Calahan’s strong hands gripping me. A scratch in my arm.
And then nothing.
13
Hailey
THE NEXT DAY, when I’d slept off the sedative, I asked to be allowed home, saying that I felt much calmer. Calahan wasn’t fooled and wound up having another screaming match with Carrie in the hallway outside my room, but she and Doctor Franklin overruled him and discharged me. They wanted to believe I was okay.
At first, when I got home, I was jumping every time I caught my reflection in a computer monitor or a glass door. The sickening, violent wrongness of it surged up inside me and I’d almost have a meltdown. But the human brain is scarily adaptable. After just a few hours, the reactions started to taper off. When I went to bed that night and saw my new face in my water glass, it was barely a jolt at all.
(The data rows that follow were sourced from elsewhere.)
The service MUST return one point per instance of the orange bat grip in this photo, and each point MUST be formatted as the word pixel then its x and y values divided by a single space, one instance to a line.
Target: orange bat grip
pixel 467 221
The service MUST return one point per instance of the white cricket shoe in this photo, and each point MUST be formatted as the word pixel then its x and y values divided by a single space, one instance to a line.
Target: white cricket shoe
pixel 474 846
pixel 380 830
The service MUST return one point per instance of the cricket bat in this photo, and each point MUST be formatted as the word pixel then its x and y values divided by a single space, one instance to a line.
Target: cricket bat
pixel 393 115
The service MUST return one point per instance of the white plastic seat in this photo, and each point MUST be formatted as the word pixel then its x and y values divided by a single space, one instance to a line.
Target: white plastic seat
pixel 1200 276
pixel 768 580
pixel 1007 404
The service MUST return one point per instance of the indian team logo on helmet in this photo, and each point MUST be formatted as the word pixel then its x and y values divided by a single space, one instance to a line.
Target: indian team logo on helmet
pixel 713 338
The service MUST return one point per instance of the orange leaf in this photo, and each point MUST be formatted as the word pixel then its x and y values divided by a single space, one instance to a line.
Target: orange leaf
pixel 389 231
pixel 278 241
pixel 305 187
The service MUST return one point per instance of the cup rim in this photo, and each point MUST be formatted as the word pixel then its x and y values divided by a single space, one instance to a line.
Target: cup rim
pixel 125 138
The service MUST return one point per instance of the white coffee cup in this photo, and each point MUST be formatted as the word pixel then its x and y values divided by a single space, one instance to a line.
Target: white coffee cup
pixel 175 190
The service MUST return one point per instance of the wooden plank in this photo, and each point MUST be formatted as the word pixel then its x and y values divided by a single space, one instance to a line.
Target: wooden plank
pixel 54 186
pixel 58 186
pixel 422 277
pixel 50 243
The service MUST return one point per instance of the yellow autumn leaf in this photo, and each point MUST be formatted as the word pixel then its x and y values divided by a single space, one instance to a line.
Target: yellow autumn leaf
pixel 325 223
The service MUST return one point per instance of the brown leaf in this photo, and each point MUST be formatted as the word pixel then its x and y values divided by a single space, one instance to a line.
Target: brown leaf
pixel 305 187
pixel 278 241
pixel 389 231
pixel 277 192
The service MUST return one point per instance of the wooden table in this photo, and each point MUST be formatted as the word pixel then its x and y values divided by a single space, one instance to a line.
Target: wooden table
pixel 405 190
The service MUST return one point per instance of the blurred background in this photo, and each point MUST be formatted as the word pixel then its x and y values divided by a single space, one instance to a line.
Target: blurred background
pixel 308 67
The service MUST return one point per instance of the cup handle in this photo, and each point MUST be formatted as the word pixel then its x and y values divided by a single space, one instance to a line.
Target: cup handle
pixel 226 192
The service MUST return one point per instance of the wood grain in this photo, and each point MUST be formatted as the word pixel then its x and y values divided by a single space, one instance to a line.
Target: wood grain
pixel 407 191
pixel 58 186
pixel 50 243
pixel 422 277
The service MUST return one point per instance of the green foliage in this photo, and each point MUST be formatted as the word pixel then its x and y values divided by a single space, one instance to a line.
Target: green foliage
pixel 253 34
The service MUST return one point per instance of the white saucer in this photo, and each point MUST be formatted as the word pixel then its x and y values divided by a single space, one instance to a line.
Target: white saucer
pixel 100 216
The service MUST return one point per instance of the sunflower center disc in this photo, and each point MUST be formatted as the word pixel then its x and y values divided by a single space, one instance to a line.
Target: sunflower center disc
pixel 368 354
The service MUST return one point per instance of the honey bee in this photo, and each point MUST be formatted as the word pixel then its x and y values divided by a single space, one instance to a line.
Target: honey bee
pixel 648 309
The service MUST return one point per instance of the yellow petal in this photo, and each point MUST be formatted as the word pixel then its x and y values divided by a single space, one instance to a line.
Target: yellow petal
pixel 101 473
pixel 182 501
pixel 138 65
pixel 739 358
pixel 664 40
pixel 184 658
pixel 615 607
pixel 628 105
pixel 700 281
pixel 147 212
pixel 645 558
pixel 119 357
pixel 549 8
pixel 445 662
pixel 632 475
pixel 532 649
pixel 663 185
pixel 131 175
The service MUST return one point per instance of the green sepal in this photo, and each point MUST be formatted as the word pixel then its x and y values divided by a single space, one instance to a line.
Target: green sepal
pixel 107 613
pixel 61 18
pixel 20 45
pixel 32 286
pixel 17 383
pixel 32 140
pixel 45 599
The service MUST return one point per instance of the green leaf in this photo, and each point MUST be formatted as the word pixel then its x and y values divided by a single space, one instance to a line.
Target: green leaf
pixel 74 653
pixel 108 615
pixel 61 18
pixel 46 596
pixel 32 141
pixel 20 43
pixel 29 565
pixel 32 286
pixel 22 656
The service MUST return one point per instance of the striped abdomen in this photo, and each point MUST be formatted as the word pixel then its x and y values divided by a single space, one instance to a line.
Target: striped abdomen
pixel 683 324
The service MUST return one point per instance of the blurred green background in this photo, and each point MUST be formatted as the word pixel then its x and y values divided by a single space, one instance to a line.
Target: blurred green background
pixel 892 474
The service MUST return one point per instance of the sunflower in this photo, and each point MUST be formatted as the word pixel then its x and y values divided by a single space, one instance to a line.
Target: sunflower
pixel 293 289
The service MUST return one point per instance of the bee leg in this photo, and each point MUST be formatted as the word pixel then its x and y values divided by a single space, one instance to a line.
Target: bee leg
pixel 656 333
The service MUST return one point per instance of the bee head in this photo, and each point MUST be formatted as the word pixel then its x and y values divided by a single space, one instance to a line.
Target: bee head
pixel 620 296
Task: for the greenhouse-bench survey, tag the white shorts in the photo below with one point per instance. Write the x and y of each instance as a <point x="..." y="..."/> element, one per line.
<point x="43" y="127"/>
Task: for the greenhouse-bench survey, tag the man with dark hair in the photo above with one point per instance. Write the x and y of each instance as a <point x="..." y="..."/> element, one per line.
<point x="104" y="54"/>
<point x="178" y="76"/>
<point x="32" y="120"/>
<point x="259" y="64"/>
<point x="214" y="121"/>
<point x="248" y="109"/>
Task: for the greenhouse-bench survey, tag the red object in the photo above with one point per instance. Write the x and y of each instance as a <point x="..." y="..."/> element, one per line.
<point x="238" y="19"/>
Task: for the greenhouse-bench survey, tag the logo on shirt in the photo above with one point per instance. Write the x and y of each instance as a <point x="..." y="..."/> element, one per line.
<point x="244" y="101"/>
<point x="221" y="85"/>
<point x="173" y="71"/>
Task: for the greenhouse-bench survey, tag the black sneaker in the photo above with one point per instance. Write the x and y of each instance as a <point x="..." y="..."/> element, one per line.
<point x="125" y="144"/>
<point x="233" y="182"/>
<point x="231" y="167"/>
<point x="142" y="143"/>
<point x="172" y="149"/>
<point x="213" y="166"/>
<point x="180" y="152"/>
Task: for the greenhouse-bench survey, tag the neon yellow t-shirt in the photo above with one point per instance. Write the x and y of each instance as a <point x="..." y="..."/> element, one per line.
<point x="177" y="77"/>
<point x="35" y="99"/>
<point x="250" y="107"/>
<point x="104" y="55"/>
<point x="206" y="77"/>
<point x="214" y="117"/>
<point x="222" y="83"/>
That was almost scarier than freaking out.
The next morning, I groped for my glasses and couldn’t find them. I opened my eyes to search for them...but everything was already sharp. That’s when I remembered I didn’t need them, anymore. It should have felt liberating but, as I put them away in a drawer, I couldn’t help feeling a pang of loss.
Carrie had sent over Christina’s luggage from her trip to Italy. There were four cases and every one was filled with eye-wateringly expensive clothes from top designers: dresses and blouses, sweaters and skirts...God, even her underwear was gorgeous. I tried on a dress as a test. With a bit of wiggling, it slid on fine over my lower half. But... crap. I’d been right. My breasts were bigger than hers. Everything was going to be a little tight, and some of the low-necked stuff would be a no-no unless I wanted to pop out of it. It wasn’t Doctor Franklin’s fault: I could imagine Christina posing like a model, expertly thrusting out her boobs to make them seem bigger than they were, while he flushed and mumbled. And meanwhile, I did my best to hide my bust under shapeless clothes. No wonder he’d overestimated her and underestimated me. But what if Konstantin noticed?